The House on Wednesday passed bipartisan legislation that eliminates confusion for consumers and ends duplicative and bureaucratic paperwork requirements for financial institutions.
The bill, the Eliminate Privacy Notice Confusion Act, ends the annual privacy notice requirement for financial institutions if the institutions have not made any changes to their privacy practices over the past year. Currently, privacy notices are required to be sent to customers every year, even if a bank's privacy policies have not changed and it has not shared a customer's financial information.
"This bipartisan bill maintains current privacy protections and cuts down on useless paperwork that piles up on customers' kitchen tables every year," said Financial Services Committee Chairman Spencer Bachus. "The federal government requires these notices to be sent even if the bank does not share information and has not changed its privacy practices. Not only is this costly to the bank, it can be irritating and confusing to customers."
Rep. Blaine Luetkemeyer, a member of the Financial Services Committee, sponsored the bill.

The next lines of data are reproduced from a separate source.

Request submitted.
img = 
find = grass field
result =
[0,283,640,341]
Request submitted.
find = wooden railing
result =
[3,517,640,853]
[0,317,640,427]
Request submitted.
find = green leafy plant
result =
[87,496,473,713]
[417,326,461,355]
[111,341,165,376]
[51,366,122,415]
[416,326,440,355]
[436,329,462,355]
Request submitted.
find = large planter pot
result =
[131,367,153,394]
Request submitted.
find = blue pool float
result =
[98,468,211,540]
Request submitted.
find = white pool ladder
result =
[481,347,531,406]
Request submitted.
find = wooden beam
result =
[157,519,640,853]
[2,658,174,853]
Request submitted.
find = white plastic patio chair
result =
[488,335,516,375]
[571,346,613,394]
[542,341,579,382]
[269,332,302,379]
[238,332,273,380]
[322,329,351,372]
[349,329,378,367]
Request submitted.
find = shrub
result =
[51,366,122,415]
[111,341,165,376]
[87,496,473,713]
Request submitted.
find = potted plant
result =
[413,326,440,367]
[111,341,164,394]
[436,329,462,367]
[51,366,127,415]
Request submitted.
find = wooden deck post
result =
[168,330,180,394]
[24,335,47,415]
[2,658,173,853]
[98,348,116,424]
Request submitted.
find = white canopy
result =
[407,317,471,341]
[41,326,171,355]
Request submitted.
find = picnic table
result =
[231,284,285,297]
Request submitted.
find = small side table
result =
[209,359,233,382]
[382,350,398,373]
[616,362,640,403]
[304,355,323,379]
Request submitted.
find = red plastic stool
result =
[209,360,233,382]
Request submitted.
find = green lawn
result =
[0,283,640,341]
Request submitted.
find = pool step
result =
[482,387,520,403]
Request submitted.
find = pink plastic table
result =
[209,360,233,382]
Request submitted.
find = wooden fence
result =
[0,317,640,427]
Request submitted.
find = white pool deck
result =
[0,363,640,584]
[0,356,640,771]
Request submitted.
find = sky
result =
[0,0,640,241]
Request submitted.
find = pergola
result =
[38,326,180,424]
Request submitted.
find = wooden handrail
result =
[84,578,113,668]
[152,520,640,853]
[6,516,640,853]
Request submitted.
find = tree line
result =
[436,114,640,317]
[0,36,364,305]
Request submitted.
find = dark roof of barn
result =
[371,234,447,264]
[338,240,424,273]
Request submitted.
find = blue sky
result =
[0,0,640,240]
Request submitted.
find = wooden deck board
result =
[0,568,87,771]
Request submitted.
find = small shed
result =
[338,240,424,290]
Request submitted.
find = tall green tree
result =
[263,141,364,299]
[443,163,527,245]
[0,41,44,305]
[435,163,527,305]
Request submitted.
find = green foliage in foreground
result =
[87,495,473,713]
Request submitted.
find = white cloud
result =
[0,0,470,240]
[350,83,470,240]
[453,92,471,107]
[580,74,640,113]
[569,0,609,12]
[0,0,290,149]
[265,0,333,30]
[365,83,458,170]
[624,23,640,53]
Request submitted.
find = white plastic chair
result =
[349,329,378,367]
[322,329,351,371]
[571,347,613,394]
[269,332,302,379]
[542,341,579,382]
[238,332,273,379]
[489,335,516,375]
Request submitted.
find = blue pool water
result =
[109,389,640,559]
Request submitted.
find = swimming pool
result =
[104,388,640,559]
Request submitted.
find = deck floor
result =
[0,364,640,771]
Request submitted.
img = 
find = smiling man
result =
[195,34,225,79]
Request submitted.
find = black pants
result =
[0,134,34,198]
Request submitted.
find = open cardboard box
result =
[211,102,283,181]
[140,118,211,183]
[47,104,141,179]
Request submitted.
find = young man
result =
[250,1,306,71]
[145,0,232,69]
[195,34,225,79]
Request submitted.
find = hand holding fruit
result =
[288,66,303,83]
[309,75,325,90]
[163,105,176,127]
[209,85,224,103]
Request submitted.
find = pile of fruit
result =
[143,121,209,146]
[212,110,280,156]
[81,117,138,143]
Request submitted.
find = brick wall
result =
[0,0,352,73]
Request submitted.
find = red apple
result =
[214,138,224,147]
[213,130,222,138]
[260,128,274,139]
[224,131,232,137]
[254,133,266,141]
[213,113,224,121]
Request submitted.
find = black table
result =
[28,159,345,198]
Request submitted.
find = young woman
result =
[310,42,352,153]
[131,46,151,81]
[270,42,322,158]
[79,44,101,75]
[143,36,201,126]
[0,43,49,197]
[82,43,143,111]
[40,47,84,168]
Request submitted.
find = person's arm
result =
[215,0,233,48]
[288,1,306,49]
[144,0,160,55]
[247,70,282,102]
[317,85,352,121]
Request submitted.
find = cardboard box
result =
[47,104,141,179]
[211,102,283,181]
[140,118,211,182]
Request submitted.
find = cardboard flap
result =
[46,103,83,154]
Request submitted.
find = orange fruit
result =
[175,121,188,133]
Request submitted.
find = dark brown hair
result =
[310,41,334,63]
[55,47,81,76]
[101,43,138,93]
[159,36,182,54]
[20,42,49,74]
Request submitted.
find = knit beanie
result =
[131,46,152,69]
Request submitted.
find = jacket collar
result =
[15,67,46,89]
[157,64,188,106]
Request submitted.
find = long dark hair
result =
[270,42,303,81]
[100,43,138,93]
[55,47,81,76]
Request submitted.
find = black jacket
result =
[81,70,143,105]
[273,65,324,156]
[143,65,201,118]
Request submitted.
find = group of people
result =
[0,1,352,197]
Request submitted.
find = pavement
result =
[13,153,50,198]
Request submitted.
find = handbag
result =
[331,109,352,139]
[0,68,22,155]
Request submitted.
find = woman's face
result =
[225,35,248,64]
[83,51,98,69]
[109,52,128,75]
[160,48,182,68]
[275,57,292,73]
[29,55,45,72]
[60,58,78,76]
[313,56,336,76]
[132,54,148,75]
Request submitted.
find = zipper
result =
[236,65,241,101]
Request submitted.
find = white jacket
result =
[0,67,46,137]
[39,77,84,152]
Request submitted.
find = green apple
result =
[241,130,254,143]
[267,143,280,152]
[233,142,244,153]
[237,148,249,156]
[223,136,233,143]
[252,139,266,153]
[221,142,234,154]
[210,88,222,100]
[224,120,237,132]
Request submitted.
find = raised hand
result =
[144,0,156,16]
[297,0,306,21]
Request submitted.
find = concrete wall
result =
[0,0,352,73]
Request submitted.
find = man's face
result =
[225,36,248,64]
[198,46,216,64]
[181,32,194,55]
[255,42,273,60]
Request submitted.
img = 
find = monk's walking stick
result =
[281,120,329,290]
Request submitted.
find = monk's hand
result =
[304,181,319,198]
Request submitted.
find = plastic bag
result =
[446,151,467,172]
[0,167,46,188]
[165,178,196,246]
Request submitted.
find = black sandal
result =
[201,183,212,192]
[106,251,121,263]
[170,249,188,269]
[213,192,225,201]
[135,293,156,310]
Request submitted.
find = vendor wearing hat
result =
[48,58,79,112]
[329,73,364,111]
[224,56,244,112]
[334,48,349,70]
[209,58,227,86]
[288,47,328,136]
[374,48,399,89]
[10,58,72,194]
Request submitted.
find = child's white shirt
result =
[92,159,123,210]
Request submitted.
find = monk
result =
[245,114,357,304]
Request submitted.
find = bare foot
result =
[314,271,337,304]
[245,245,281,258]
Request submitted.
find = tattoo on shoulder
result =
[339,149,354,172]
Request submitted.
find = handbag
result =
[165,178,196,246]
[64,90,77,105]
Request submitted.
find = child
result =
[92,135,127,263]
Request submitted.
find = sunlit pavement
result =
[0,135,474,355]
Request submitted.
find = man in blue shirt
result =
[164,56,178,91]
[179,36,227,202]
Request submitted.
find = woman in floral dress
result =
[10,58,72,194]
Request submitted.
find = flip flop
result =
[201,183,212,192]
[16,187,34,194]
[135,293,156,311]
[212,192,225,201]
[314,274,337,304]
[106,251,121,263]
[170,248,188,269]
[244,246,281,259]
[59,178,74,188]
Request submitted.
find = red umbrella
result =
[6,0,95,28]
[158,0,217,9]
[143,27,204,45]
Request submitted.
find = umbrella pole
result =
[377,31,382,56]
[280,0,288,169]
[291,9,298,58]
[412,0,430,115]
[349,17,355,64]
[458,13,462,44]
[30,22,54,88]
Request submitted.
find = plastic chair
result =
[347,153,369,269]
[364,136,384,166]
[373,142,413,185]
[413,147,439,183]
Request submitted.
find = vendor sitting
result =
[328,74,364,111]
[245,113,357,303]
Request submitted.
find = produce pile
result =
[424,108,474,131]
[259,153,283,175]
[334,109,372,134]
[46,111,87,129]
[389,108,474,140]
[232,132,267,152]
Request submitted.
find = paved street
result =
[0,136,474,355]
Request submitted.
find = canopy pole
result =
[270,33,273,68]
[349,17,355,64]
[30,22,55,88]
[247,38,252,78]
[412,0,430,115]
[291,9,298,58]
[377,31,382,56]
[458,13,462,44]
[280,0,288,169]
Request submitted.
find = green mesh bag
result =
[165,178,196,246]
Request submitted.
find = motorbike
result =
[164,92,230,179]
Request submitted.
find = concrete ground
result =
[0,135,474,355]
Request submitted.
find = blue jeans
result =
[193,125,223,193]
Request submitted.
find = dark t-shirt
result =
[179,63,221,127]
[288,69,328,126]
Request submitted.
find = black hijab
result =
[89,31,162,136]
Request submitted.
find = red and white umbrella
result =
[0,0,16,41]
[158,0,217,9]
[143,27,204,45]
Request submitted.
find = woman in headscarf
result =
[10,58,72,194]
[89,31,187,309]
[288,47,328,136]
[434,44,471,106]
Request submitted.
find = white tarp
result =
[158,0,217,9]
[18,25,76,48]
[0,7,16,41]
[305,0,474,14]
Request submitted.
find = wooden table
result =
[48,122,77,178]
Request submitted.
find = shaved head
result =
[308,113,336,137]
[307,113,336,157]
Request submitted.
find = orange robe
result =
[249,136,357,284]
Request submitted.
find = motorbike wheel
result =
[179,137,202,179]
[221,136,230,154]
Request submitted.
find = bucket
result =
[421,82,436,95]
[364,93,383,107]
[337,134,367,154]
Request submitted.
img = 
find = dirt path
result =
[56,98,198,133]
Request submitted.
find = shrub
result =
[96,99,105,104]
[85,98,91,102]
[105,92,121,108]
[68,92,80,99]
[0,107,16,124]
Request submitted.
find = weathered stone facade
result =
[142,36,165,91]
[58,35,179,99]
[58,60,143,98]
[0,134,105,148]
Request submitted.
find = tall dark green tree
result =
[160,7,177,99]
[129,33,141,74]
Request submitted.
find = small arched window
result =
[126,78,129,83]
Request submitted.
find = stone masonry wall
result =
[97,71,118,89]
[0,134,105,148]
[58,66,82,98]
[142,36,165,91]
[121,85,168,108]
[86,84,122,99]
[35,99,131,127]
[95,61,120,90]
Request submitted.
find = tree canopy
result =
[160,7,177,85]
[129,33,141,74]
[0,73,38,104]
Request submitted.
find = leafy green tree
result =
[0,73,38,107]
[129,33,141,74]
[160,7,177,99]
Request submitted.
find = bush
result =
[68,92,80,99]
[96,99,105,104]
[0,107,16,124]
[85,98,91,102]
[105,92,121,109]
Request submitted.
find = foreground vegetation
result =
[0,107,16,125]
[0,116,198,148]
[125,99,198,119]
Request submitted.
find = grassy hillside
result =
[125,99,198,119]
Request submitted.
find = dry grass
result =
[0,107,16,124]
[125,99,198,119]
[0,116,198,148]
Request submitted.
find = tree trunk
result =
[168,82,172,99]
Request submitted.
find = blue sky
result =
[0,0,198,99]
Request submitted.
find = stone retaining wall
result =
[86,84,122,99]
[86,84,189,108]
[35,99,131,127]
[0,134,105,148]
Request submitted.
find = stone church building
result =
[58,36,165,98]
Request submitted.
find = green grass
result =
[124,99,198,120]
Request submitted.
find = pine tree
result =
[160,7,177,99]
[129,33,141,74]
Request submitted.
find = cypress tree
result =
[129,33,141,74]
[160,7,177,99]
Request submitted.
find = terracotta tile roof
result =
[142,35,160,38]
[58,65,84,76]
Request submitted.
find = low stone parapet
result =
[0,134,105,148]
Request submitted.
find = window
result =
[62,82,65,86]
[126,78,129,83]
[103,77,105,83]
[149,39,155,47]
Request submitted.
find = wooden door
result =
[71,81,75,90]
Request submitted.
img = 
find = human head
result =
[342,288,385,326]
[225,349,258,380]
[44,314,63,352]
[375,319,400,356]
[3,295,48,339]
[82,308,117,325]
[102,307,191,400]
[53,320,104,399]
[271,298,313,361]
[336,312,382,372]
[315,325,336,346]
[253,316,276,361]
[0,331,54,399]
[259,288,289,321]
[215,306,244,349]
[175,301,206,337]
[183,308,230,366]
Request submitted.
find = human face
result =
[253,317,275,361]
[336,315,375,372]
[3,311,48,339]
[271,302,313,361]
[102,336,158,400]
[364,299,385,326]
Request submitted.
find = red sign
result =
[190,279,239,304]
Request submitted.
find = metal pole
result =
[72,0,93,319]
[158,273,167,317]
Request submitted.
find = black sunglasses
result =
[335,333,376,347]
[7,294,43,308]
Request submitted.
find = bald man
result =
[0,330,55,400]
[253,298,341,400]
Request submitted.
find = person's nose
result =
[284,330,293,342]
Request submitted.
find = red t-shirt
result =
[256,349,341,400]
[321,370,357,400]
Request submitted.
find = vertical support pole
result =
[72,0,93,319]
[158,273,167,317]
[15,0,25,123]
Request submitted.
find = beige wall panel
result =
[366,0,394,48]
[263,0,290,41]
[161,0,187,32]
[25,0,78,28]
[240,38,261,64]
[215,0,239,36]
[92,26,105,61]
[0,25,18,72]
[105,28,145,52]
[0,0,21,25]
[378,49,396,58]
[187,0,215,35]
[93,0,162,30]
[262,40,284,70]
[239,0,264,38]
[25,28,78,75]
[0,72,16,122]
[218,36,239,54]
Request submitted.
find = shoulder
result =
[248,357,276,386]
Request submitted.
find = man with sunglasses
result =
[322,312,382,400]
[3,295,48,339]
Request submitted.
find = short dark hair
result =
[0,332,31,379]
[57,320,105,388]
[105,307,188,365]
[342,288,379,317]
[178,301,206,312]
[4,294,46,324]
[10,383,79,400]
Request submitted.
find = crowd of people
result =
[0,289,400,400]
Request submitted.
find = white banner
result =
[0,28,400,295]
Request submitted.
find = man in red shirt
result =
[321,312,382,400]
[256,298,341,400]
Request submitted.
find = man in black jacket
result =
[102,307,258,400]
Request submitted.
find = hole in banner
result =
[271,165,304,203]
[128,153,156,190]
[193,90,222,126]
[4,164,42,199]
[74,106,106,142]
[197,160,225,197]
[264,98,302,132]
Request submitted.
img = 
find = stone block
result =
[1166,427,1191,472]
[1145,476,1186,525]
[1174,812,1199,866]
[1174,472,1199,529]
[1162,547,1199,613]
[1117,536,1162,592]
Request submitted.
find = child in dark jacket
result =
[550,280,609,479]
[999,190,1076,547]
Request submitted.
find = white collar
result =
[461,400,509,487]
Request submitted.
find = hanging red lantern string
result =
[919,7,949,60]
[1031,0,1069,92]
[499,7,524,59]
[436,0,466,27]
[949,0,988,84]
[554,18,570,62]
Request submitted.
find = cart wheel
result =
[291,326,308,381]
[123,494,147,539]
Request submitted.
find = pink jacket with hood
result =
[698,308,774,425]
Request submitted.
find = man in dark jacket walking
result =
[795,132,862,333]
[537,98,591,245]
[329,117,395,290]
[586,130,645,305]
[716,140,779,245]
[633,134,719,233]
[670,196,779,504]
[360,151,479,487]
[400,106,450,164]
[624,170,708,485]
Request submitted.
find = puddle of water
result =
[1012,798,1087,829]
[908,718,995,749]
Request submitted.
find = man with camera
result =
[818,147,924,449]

"This legislation would eliminate unnecessary, costly, confusing and often ignored mailings that clog up people's mailboxes that end up costing millions of dollars to produce and mail. Additionally, many of these costs are ultimately being passed onto customers of banks and credit unions," Rep. Luetkemeyer said. "Not only will this legislation end the redundant mailings, but it also will make it more likely that people will pay closer attention to important mailings they receive from their financial institutions because they are receiving fewer."